The offer would give Balfour Beatty investors 58.3 percent of the new company and a cash dividend of 8.5 pence per Balfour Beatty share, Carillion said in a statement. That represents a premium of 36 percent to weighted average share price before the talks were announced. A previous offer would have given Balfour shareholders a 56.5 percent stake.

“Carillion remains committed to moving forward in a constructive and collaborative way with the board and management of Balfour Beatty,” Carillion Chairman Philip Green said in the statement, adding that a deal would create “very significant value for the shareholders of both companies.”

Balfour Beatty had rejected Carillion’s advances several times. The sticking point for London-based Balfour is the Parsons Brinckerhoff engineering-consulting unit that it’s trying to divest. Chairman Steve Marshall has said he sees “no logic” in retaining the New York-based business and that calling off the sale is too risky should a merger with Carillion ultimately fail.

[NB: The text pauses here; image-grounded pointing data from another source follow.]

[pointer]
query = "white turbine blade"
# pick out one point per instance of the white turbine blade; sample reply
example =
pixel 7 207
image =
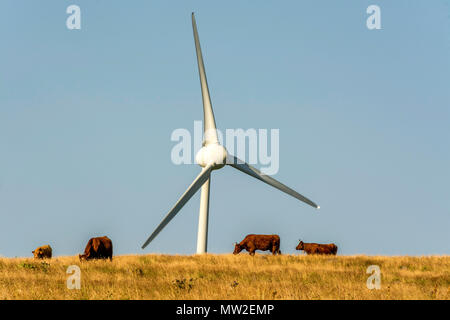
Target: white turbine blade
pixel 198 182
pixel 248 169
pixel 209 124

Balfour Beatty shares rose 4 percent to 257.8 pence at 4:19 p.m. in London, erasing earlier losses and valuing the company at 1.8 billion pounds. The stock has advanced 11 percent since the approach was made public on July 24. Carillion fell 0.2 percent to 336.6 pence, giving it a market value of about 1.4 billion pounds.

Finance Access

Balfour Beatty’s board will consider Carillion’s latest announcement and respond in due course, it said in a statement.

Carillion had said that keeping Parsons Brinckerhoff would give the combined group access to 3 billion pounds of financing. Carillion said today that should the merger proceed, it would “expect the disposal of Parsons Brinckerhoff not to be completed.”

Merging with Balfour would generate annual cost-savings of at least 175 million pounds, Carillion reiterated today

“It’s a considerable premium to where it’s trading at the moment,” Olivia Peters, a London-based analyst at RBC Capital Markets, said by telephone, adding that a deal would benefit all parties. “If I include synergies I get a premium of about 60 percent.”

A merger would combine Carillion’s extensive services business with Balfour’s building operations, which have struggled with a slowdown in construction activity, to form a builder with a market value of about 3 billion pounds. Carillion has been expanding its maintenance offerings for industries such as railways and telecommunications.